명도 대비율 (Contrast Ratio)

전경 텍스트와 배경 색상 사이의 휘도 비율로, WCAG는 일반 텍스트에 AA 기준 4.5:1, 향상된 기준(AAA) 7:1을 요구한다.

Contrast ratio is the mathematical relationship between the relative luminance of a foreground color (typically text) and its background color. It's the primary metric used by WCAG accessibility guidelines to determine whether text is readable by users with low vision or color perception differences, and it's expressed as a ratio from 1:1 (no contrast — same color) to 21:1 (maximum contrast — pure black on pure white).

The calculation isn't simply a matter of "how different are these colors?" — it uses relative luminance, which accounts for how human vision perceives brightness non-linearly. The formula applies gamma correction to RGB values before calculating the luminance ratio, which is why a medium gray feels much closer to white than the math of its RGB values would suggest.

WCAG Requirements:

Text Type AA Minimum AAA Enhanced
Normal text (<18pt) 4.5:1 7:1
Large text (≥18pt or ≥14pt bold) 3:1 4.5:1
UI components & graphics 3:1

In CSS terms, 18pt is approximately 24px, and 14pt bold is approximately 18.67px.

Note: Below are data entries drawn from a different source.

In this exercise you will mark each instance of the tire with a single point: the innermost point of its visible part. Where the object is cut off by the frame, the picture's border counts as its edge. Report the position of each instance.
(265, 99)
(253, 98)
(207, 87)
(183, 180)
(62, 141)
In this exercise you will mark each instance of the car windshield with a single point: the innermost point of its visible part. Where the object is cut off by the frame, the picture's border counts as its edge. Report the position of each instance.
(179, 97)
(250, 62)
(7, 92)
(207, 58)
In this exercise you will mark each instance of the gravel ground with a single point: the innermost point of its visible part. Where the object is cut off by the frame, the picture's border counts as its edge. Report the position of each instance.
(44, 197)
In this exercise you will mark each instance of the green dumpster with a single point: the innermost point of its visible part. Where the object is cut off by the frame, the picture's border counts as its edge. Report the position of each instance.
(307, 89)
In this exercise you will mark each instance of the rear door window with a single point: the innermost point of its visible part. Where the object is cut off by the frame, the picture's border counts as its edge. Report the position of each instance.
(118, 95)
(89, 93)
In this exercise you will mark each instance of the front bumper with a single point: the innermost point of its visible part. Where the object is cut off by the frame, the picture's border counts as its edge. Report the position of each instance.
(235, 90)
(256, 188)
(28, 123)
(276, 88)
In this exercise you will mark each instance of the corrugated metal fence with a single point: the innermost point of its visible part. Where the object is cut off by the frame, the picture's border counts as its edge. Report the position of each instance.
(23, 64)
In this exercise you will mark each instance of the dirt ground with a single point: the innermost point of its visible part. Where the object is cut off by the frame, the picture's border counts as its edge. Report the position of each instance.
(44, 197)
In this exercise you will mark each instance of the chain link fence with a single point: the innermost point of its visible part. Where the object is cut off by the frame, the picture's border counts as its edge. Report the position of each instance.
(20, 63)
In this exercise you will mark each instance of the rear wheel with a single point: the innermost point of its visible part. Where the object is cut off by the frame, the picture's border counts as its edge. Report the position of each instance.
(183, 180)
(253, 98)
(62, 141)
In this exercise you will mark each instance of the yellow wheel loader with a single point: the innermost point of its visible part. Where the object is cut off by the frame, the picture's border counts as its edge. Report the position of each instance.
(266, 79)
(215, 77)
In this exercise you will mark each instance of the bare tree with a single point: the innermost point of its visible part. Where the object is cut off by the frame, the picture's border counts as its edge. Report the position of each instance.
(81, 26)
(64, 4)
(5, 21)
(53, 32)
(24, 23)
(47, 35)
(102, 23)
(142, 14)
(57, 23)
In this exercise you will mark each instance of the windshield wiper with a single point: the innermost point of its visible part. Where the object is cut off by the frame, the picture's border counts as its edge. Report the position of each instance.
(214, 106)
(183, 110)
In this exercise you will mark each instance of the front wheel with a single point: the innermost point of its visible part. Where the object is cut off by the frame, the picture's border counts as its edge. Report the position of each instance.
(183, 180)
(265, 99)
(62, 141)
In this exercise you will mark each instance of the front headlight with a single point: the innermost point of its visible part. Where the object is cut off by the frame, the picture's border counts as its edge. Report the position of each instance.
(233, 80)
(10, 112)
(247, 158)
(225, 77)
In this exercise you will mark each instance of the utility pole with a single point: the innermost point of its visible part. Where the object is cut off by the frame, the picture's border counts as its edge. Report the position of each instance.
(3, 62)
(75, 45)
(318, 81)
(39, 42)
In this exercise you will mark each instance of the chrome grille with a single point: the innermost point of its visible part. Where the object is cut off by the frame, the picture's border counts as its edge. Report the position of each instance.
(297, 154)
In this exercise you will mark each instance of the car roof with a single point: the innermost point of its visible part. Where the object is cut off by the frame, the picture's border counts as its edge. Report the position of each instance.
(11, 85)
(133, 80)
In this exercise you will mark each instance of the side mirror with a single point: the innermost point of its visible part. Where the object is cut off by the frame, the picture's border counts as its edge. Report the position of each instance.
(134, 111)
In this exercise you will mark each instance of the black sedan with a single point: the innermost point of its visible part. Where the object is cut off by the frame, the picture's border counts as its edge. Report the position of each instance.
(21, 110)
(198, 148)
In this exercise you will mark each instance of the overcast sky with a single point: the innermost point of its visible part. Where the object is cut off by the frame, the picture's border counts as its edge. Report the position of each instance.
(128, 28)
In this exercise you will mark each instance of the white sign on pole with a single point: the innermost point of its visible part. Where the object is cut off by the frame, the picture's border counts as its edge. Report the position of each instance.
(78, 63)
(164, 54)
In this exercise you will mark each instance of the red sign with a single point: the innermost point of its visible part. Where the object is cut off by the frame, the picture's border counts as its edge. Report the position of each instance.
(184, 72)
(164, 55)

/* Passes AA (ratio ~7:1) */
body {
  color: #333333;
  background-color: #ffffff;
}

/* Passes AA for large text only (ratio ~3.1:1) */
h1 {
  color: #767676;  /* Barely passes 3:1 for large text */
  background: #ffffff;
  font-size: 2rem; /* Large text threshold */
}

/* Fails AA entirely (~2.3:1) */
.caption {
  color: #aaaaaa;
  background: #ffffff;
}

CSS custom properties make it easy to maintain a contrast-safe color palette:

:root {
  --text-primary: #212121;    /* 16.1:1 on white */
  --text-secondary: #595959;  /* 7.0:1 on white */
  --text-disabled: #9e9e9e;   /* 2.9:1 — use only for decorative/non-essential */
  --bg-primary: #ffffff;
  --bg-secondary: #f5f5f5;
}

Common mistakes:

The most frequent contrast failure is secondary or "muted" text — captions, labels, placeholder text — being set too light. Designers often want these to recede visually, pushing them toward light grays that fail accessibility thresholds. The solution is to distinguish hierarchy through size, weight, and spacing rather than by sacrificing contrast.

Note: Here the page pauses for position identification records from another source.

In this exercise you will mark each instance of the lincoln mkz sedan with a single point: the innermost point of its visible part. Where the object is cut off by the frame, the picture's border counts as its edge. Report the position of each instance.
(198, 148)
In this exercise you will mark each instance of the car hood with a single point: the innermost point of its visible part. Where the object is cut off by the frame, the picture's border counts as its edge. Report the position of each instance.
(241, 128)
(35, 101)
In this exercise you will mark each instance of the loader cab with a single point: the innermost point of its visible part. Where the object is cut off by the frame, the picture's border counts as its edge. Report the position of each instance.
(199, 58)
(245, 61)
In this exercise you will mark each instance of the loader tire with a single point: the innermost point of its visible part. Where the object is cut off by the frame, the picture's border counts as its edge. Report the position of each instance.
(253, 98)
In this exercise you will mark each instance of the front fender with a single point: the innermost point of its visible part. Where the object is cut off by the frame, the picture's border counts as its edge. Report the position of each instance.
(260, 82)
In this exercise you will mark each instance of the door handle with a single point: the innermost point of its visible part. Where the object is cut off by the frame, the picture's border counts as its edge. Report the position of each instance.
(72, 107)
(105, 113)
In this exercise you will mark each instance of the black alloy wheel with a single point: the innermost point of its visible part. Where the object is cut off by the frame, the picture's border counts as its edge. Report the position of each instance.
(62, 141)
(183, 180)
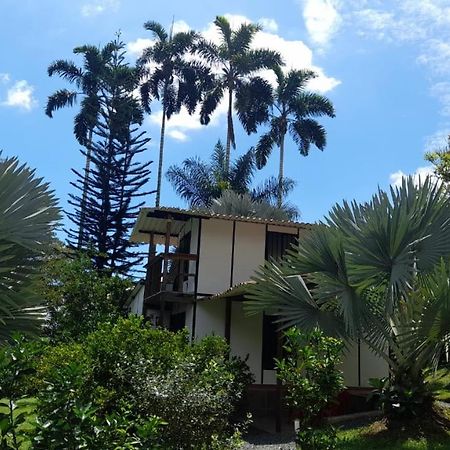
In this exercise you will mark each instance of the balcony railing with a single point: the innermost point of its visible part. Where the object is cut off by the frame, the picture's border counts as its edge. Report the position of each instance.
(171, 272)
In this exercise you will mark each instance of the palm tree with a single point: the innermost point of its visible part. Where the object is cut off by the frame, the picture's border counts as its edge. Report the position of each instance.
(244, 205)
(173, 79)
(88, 84)
(199, 183)
(236, 65)
(293, 110)
(28, 214)
(378, 272)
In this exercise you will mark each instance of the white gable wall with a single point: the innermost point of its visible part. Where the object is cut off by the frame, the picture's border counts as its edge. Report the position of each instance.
(249, 250)
(214, 270)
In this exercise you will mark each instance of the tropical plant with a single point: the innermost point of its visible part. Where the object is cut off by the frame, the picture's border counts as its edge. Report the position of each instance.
(77, 297)
(293, 110)
(88, 81)
(28, 217)
(309, 370)
(441, 161)
(173, 79)
(379, 272)
(199, 183)
(243, 205)
(116, 181)
(236, 66)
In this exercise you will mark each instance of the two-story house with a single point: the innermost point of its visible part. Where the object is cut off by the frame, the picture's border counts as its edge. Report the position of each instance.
(198, 281)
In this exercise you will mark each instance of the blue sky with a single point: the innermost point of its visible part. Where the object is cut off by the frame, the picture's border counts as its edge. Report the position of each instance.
(384, 64)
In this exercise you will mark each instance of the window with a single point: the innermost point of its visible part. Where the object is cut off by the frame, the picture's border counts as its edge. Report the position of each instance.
(278, 243)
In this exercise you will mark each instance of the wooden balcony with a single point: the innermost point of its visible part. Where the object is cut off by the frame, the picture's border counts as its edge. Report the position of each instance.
(170, 277)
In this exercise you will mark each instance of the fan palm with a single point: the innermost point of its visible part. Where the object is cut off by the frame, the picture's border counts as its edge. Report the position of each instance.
(88, 84)
(378, 272)
(237, 65)
(199, 183)
(293, 110)
(28, 214)
(173, 79)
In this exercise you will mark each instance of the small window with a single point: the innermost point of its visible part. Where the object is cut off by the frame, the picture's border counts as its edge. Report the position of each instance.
(278, 243)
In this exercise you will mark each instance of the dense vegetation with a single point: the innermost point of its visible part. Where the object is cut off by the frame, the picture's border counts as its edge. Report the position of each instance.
(124, 385)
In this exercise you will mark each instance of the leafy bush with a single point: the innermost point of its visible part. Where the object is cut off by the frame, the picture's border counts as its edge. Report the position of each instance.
(127, 385)
(400, 401)
(79, 298)
(309, 372)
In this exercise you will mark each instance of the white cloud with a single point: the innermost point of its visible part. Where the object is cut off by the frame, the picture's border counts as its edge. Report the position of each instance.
(180, 26)
(322, 20)
(20, 95)
(99, 7)
(295, 54)
(177, 135)
(420, 174)
(268, 24)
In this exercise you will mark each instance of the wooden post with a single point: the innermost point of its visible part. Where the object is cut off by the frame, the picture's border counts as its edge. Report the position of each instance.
(148, 274)
(165, 269)
(228, 320)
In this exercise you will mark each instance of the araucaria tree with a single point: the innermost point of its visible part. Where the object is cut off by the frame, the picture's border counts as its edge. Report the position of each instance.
(172, 79)
(116, 180)
(236, 66)
(88, 82)
(293, 110)
(378, 272)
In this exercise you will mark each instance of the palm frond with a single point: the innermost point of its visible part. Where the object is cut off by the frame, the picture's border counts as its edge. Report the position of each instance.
(60, 99)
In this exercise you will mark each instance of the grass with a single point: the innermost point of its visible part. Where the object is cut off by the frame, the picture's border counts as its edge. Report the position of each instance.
(377, 437)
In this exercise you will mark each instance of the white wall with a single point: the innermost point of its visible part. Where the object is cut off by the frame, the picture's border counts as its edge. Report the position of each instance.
(215, 256)
(249, 250)
(246, 338)
(210, 318)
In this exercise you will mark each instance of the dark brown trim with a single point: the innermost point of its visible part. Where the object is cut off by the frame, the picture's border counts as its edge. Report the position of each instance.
(228, 305)
(233, 241)
(197, 265)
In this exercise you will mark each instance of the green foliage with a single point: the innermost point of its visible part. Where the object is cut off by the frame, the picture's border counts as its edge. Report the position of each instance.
(441, 161)
(126, 385)
(78, 297)
(17, 423)
(28, 213)
(313, 381)
(378, 272)
(200, 183)
(402, 399)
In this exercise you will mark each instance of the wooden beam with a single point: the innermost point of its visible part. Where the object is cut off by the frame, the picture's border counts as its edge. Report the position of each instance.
(165, 267)
(148, 273)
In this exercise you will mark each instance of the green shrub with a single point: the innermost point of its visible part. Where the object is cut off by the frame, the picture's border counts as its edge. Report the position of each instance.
(127, 385)
(79, 298)
(309, 372)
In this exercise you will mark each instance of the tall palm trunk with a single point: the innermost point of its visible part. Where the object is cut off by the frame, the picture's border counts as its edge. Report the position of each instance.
(87, 169)
(161, 154)
(229, 129)
(281, 173)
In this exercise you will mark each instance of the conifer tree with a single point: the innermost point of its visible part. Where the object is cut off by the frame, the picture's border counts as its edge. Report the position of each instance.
(117, 178)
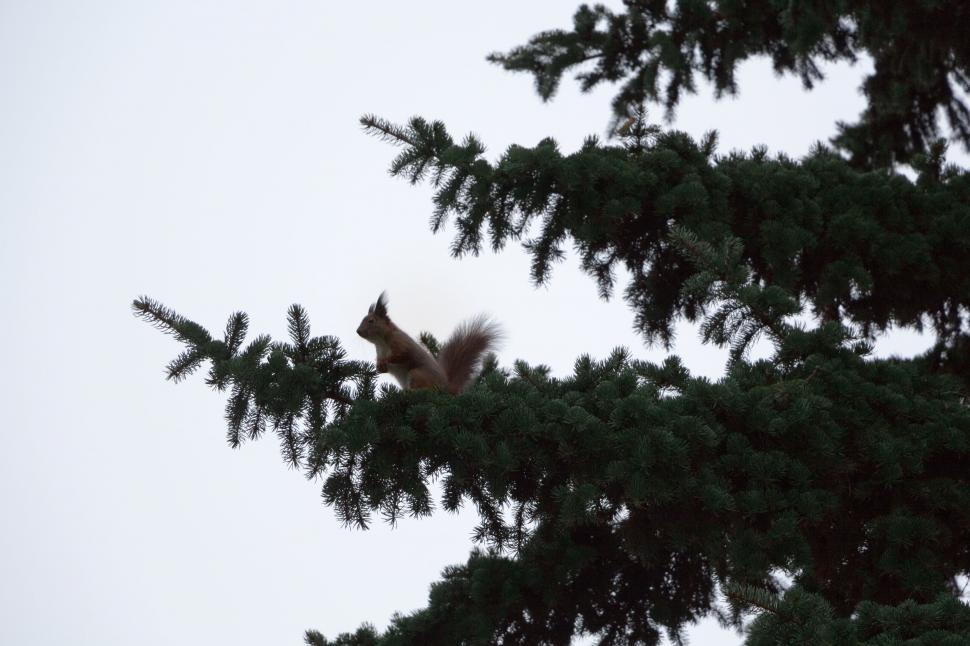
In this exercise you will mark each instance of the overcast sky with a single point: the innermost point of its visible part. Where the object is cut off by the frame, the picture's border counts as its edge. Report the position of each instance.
(208, 154)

Placeholder text in form inputs is another common failure area:

/* Accessible placeholder (passes AA) */
::placeholder {
  color: #767676;  /* 4.54:1 on white */
}

Dark mode contrast requires separate consideration. Colors that pass on light backgrounds often fail on dark ones. Test both modes independently.

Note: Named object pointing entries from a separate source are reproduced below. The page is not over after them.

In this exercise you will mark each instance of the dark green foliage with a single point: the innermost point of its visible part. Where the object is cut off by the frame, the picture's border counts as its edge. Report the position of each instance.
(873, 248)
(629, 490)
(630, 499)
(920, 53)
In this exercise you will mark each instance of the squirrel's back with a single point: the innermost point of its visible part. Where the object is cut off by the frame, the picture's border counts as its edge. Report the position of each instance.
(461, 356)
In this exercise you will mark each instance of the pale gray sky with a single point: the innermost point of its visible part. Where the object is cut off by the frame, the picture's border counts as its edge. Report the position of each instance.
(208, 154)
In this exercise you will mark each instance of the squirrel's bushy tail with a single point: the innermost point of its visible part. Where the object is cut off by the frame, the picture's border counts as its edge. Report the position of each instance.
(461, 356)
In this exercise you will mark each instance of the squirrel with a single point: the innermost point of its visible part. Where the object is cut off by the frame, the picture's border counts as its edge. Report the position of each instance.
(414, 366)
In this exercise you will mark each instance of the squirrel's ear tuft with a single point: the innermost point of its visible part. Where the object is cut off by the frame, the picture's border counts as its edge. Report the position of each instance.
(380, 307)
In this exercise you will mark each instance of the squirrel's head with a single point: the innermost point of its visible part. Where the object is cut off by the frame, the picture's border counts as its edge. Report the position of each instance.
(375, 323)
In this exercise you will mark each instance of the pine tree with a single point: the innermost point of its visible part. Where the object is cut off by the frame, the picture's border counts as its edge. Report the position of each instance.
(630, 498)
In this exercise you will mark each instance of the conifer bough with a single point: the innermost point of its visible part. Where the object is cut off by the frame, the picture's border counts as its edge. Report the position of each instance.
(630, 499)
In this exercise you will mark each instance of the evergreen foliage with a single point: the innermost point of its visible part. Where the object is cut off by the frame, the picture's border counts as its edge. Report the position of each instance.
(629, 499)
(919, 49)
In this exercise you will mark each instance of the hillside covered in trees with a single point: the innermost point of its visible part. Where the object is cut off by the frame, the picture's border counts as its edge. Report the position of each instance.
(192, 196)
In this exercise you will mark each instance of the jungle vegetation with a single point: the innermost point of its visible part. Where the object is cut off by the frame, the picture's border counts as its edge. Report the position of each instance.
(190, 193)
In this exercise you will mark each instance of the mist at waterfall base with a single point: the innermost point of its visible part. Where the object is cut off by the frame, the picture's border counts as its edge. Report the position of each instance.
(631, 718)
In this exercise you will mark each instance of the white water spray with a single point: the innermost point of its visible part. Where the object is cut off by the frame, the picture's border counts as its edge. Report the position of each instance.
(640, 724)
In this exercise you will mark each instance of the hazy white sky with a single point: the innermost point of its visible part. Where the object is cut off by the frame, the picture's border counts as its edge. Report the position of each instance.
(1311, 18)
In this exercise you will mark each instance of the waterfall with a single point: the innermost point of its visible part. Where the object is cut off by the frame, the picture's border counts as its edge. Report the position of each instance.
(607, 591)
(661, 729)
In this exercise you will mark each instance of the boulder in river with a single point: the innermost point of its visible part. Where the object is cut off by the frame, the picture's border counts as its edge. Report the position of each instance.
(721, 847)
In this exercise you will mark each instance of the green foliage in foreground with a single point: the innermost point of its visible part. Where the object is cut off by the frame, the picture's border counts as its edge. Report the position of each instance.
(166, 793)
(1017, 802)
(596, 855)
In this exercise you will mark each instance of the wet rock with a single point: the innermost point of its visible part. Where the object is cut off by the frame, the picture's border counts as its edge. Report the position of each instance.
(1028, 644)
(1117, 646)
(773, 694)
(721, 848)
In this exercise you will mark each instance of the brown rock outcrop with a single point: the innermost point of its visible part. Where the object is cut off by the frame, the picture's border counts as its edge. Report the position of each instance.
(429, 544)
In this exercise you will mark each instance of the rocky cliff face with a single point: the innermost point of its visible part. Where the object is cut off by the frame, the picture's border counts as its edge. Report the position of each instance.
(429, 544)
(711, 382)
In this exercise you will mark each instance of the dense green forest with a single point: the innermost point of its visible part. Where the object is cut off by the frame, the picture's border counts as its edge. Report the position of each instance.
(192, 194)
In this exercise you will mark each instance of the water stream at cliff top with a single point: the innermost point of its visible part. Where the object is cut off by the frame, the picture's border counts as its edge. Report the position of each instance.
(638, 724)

Tools for checking contrast: the WebAIM Contrast Checker, Chrome DevTools color picker (shows contrast ratio inline), Figma's built-in accessibility checker, and browser extensions like Axe or WAVE. The color-contrast() CSS function — available in modern browsers — can even calculate accessible colors programmatically, though browser support is still limited.

Contrast ratio is one of the most objectively measurable accessibility criteria. Unlike many accessibility considerations that require interpretation, contrast either passes or fails against a mathematical threshold — which makes it one of the easiest to audit and correct.